# "Trust me" or "I trust him/her"



## COguy (Dec 1, 2011)

This was one of the best posts I've seen on boundaries and what it means to have integrity in a relationship. It was by Entropy and figured I'd share it. It sums up quite nicely what I think when I hear people say "trust me" or "I trust her". It's in response to a post where a guy is uncomfortable with his wife seeing a man in person but "trusts her" that they can text/message with no problem because the OM is not viewed as a threat. He doesn't want them to meet alone without him being there and she is considering it anyway: "trust me".



> Honesty and integrity are wonderful. However, people with honesty and integrity with poor boundaries become involved in EAs all of the time. They are less likely to go into the bond intending to be unfaithful but it is chemical and effects their behavior none-the-less. They bond and fall in love. They obtain a dopamine rush. They miss the other person when not near them. They will fight against thier own spouse to be with the affair partner. This is not conjecture. It is actual science. People with honesty and integrity who play with addictive drugs are not to be trusted.
> 
> Consider integrity and what it really means. I suggest that true integrity requires boundaries. That honesty includes transparency. One would hope that integrity and honesty will help a person to love and respect thier mate. What can happen however is that the definition of that "primary" mate can actually change to the affair partner. In other words they love but are not in love with their "primary" mate any longer. They receive the in love feelings from another person. So this becomes a dilemma that must be reconciled. They become bonded to another and loyal to that other person against their own spouse. They feel confused. Then history re-writing to justify this behavior.
> 
> ...


----------



## CandieGirl (Apr 27, 2011)

Often "I trust him/her" is synonymous with "I'm turning a blind eye". 

People use the word trust as some type of weapon. "Don't you trust me???". If you have to ask, then NO. I don't.


----------



## COguy (Dec 1, 2011)

CandieGirl said:


> Often "I trust him/her" is synonymous with "I'm turning a blind eye".
> 
> People use the word trust as some type of weapon. "Don't you trust me???". If you have to ask, then NO. I don't.


"I'm putting myself in a bad situation that forces me to rely on sheer willpower or my committment to stay out of trouble."

or to put it another way

"I'm going to get as close to the edge of this cliff as I can, but trust me that nothing will happen."

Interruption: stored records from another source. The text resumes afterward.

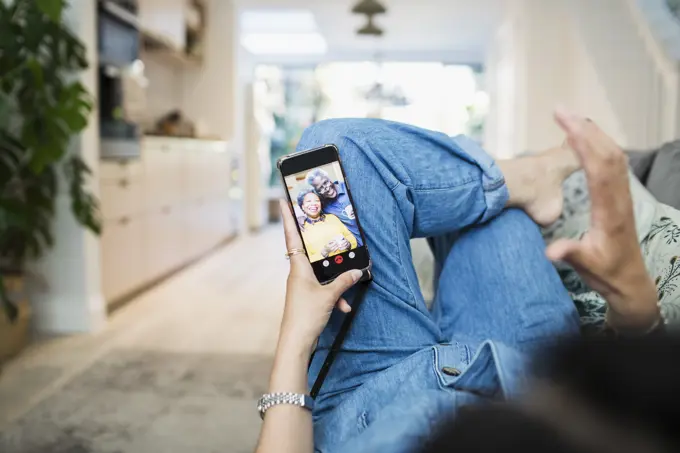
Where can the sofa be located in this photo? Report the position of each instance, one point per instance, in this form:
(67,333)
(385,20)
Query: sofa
(659,171)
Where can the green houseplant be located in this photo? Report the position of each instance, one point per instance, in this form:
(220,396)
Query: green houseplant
(42,107)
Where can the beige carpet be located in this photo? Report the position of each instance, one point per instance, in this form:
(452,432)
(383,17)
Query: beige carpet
(143,402)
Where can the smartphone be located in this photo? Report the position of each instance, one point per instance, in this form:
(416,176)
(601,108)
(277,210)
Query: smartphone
(327,219)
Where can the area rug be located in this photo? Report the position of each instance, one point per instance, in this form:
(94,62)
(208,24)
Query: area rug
(142,402)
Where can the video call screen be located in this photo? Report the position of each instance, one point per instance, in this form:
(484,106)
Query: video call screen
(324,213)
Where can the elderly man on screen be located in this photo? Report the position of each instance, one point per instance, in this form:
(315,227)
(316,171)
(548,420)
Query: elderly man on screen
(335,199)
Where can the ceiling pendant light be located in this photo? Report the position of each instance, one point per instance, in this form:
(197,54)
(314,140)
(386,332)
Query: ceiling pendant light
(369,7)
(370,29)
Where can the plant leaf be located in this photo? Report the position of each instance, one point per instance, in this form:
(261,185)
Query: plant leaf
(51,8)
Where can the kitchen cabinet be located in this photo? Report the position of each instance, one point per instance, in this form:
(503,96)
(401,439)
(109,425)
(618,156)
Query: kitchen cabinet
(162,211)
(123,252)
(165,20)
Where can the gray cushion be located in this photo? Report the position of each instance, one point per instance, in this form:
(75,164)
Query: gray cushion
(641,163)
(664,177)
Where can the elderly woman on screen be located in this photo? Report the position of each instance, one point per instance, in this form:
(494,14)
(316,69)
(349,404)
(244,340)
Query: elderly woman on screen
(324,234)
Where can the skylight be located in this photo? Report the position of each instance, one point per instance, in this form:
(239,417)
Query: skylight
(281,32)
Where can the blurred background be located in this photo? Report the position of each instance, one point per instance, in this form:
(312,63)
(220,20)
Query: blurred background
(147,320)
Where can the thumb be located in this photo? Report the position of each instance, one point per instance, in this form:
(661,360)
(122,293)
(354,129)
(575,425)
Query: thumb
(345,281)
(567,250)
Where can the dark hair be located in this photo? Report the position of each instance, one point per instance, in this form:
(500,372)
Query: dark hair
(303,193)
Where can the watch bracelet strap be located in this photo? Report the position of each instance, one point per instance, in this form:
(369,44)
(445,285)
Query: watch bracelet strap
(270,400)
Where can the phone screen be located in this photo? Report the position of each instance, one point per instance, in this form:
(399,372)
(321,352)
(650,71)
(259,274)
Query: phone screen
(325,212)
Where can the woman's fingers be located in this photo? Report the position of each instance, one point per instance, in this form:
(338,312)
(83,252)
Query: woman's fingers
(298,262)
(344,282)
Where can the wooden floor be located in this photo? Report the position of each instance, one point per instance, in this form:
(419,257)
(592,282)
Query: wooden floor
(231,302)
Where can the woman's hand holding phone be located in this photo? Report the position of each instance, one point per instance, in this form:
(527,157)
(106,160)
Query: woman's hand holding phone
(308,303)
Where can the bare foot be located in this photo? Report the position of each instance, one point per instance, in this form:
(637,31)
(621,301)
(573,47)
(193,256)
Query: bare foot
(535,182)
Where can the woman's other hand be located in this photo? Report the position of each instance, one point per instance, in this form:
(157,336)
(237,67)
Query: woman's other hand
(308,303)
(608,257)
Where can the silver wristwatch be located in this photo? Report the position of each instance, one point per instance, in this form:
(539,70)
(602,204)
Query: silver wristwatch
(272,399)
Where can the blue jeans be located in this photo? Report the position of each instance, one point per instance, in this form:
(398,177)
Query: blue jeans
(403,367)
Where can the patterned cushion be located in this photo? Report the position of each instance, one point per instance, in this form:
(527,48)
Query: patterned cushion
(658,231)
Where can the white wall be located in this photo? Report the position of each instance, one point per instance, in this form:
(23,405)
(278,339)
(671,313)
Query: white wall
(208,95)
(536,62)
(65,288)
(166,87)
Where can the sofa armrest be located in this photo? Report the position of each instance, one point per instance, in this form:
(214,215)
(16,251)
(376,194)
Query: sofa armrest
(641,164)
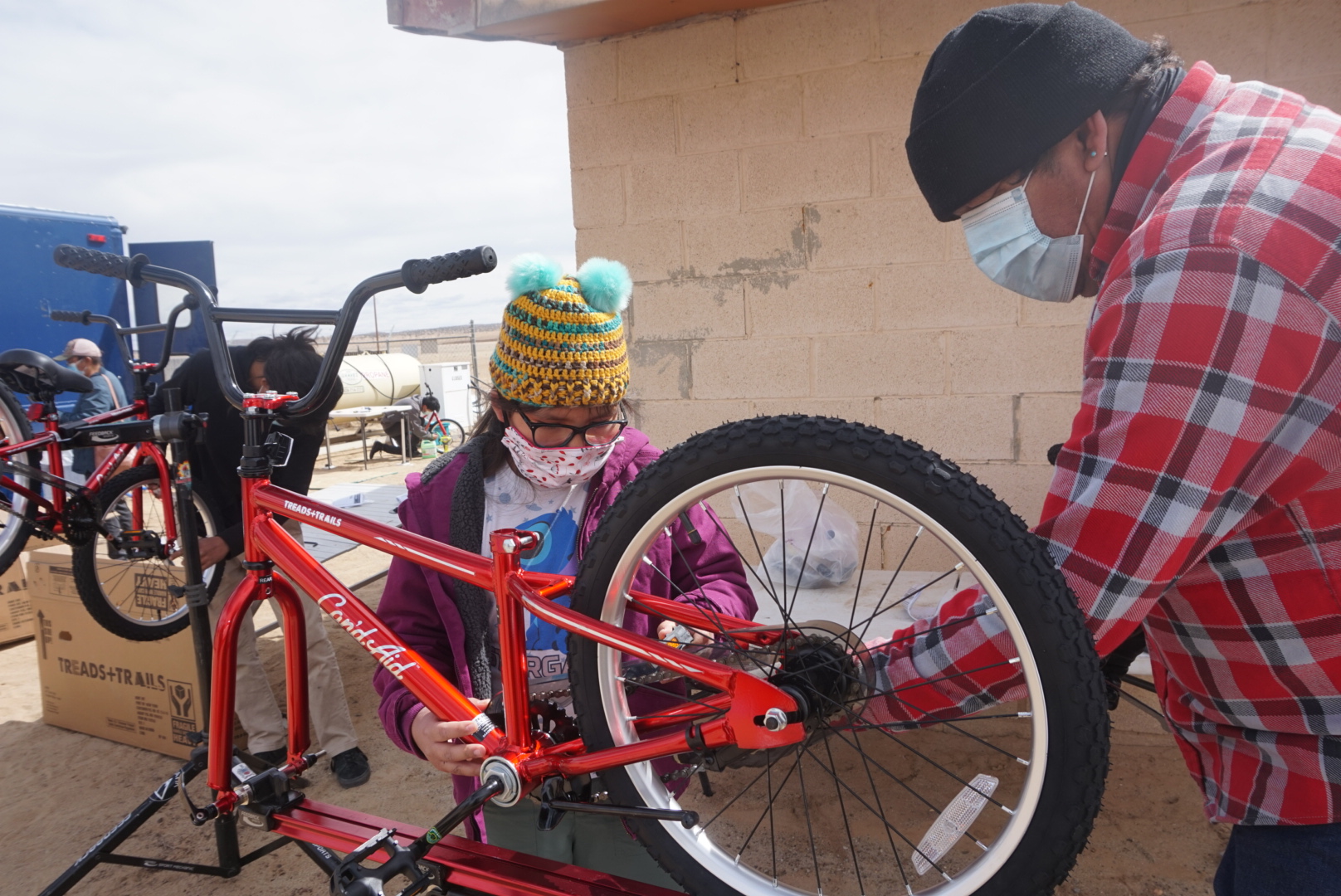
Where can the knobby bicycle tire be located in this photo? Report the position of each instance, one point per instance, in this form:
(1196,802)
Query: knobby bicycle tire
(17,528)
(128,597)
(968,514)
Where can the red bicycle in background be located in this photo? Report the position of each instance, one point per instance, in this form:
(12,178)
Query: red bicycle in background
(778,757)
(125,507)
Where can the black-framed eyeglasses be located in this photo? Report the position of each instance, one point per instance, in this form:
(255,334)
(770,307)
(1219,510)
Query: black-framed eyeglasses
(559,435)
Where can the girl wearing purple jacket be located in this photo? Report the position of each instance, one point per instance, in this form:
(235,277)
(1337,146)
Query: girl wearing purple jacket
(551,456)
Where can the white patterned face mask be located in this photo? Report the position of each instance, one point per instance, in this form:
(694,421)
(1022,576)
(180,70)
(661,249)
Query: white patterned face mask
(555,467)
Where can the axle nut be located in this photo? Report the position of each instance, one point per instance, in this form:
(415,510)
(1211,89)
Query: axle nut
(505,772)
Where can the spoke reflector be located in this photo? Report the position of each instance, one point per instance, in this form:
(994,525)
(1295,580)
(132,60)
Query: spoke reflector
(953,821)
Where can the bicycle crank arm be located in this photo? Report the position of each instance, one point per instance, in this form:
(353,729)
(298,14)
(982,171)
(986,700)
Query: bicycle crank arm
(685,817)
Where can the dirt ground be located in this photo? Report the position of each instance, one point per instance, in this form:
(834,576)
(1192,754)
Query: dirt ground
(61,791)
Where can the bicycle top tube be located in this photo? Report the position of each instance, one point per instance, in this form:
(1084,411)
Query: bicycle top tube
(415,275)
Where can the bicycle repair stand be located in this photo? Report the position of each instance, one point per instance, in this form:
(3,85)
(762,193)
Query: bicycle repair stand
(454,864)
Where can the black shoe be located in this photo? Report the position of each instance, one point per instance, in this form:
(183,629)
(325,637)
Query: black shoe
(352,767)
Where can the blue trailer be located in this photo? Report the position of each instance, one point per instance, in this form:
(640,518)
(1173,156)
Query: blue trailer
(31,285)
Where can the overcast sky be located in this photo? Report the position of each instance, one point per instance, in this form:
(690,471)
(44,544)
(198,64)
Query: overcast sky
(313,143)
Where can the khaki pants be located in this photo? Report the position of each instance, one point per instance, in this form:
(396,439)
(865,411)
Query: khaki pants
(255,702)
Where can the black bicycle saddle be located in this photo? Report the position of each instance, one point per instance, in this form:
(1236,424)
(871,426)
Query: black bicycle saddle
(34,373)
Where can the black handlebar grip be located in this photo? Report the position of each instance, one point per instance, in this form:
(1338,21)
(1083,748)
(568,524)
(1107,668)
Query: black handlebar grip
(71,317)
(105,263)
(419,273)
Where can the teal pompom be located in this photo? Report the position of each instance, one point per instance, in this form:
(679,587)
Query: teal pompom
(607,285)
(533,273)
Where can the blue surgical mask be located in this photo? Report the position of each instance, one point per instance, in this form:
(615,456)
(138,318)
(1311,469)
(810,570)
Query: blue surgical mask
(1009,247)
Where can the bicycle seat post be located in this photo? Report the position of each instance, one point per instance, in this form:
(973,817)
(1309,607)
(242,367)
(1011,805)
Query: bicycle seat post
(193,587)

The appropriate statement is, "I'm going to stay as far out of harm's way as possible so that you CAN trust me."


----------



## AngryandUsed (Jun 23, 2011)

COguy said:


> "I'm putting myself in a bad situation that forces me to rely on sheer willpower or my committment to stay out of trouble."
> 
> or to put it another way
> 
> ...


When the spouse says 'dont you trust me?', they know that trust is very diminished. A signal that something is very wrong in the relationship.
_Posted via Mobile Device_


----------



## Shooboomafoo (Mar 30, 2011)

"When the spouse says 'dont you trust me?', they know that trust is very diminished. A signal that something is very wrong in the relationship."--angryandused

The statement was used towards me more often as a condemnation for not being automatically trusting.... it was an insult to everything between us that had already been proven.

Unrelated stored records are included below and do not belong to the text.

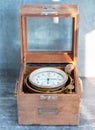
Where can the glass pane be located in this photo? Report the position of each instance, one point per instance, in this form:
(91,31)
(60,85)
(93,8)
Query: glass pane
(49,34)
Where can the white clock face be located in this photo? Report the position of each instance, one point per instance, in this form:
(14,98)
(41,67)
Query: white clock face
(48,77)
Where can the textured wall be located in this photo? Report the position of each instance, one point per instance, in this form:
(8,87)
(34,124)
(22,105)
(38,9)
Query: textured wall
(10,37)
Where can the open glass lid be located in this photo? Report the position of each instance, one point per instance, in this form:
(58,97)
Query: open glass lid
(49,34)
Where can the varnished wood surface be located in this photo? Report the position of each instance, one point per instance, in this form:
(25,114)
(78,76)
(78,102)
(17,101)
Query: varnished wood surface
(8,107)
(68,105)
(63,10)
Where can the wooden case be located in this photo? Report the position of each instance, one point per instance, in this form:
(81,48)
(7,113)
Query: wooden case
(48,109)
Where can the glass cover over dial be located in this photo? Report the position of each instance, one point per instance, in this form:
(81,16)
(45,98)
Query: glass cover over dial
(48,77)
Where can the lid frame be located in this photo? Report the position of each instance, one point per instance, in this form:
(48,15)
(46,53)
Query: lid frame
(51,56)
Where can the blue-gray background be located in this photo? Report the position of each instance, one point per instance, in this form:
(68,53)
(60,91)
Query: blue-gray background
(10,36)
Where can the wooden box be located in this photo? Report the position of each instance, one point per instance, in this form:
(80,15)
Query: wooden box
(40,108)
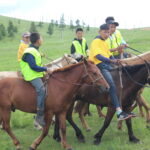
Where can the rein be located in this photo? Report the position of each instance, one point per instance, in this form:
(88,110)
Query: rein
(133,79)
(84,76)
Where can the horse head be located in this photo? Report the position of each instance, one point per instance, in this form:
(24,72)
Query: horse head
(93,75)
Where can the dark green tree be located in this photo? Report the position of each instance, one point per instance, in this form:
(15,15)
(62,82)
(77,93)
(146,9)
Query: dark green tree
(62,22)
(83,24)
(88,28)
(71,25)
(40,24)
(77,23)
(62,25)
(33,28)
(10,29)
(2,30)
(56,23)
(52,22)
(50,29)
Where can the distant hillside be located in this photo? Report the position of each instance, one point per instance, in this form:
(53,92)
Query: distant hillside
(59,43)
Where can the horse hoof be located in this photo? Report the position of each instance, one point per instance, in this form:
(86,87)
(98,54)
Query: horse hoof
(96,142)
(81,140)
(69,149)
(88,130)
(134,140)
(57,138)
(30,148)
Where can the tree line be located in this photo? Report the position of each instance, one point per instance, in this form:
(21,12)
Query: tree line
(11,29)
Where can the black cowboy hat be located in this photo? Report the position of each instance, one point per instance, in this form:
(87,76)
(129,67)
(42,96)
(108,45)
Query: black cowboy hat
(111,20)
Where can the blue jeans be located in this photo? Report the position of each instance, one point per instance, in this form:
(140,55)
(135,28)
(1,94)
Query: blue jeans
(105,70)
(125,55)
(41,93)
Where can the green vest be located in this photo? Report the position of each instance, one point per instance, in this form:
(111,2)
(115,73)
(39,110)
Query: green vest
(80,49)
(114,41)
(27,72)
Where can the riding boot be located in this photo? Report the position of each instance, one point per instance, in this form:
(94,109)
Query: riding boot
(40,118)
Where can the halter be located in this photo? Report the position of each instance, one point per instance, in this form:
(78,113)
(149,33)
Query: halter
(83,77)
(138,83)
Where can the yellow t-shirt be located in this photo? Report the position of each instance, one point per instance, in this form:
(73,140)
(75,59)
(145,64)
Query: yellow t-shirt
(21,50)
(99,46)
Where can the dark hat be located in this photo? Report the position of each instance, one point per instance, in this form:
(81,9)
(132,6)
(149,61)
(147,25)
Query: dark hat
(111,20)
(26,34)
(104,27)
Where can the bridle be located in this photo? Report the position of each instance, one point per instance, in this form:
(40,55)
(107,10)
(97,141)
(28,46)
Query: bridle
(83,77)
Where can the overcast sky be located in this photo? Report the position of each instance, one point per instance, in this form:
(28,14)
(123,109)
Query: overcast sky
(129,13)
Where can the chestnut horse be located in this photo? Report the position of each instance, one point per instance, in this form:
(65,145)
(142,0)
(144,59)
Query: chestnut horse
(134,78)
(62,86)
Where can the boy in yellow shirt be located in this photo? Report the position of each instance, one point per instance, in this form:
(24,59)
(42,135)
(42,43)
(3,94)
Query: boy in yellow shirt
(102,57)
(23,45)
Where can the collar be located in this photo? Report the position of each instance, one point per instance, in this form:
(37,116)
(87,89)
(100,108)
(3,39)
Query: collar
(77,39)
(32,45)
(99,37)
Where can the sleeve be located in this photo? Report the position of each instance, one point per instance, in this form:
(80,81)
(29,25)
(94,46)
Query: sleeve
(86,47)
(97,48)
(123,42)
(72,49)
(20,52)
(29,58)
(103,59)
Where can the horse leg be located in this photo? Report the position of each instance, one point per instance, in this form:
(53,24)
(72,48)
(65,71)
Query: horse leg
(109,116)
(132,138)
(119,125)
(79,134)
(62,120)
(99,110)
(56,135)
(147,108)
(6,126)
(83,121)
(48,120)
(139,102)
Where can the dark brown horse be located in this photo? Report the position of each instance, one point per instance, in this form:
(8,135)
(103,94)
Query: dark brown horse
(134,78)
(62,86)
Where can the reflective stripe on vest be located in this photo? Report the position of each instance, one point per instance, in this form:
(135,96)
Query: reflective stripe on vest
(27,72)
(80,49)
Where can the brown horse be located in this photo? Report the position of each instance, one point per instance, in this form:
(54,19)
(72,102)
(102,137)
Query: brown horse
(62,86)
(134,78)
(81,107)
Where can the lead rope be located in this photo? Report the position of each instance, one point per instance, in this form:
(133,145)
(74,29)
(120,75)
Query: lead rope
(121,84)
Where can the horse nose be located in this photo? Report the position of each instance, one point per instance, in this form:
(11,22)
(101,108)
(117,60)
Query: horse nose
(103,89)
(107,89)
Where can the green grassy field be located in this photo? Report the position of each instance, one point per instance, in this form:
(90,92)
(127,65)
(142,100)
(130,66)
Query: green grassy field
(54,47)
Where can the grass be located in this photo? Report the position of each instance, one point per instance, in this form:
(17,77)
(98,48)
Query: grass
(54,47)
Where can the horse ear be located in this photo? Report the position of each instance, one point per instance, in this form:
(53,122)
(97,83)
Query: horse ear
(85,61)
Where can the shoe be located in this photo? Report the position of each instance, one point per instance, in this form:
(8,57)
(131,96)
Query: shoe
(40,120)
(132,114)
(37,125)
(123,116)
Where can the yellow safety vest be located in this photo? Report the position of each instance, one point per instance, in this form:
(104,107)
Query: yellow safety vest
(114,41)
(27,72)
(80,49)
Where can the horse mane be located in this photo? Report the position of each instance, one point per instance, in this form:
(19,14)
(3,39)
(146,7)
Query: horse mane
(66,68)
(137,59)
(131,69)
(71,66)
(134,68)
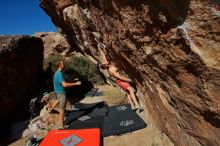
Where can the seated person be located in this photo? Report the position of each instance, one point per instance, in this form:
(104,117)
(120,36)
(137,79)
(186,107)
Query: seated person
(122,81)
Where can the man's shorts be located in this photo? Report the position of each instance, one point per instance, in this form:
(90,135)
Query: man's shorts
(62,101)
(122,84)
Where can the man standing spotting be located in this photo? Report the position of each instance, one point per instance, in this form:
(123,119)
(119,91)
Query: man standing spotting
(59,85)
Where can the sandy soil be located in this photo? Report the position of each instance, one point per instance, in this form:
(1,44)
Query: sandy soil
(149,136)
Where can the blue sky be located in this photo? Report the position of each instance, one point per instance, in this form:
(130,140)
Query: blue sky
(23,17)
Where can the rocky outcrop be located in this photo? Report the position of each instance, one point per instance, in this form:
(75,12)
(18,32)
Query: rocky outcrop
(54,43)
(21,61)
(170,49)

Its a simpleton and meager way to manipulate you..


----------



## me2pointoh (Jan 31, 2012)

My h never really said "don't you trust me?" but rather said if I had written the stuff he wrote to another man he would not have a problem because he trusted me. I told him if I has written those same things to another man I would already be falling in love with him.
_Posted via Mobile Device_


----------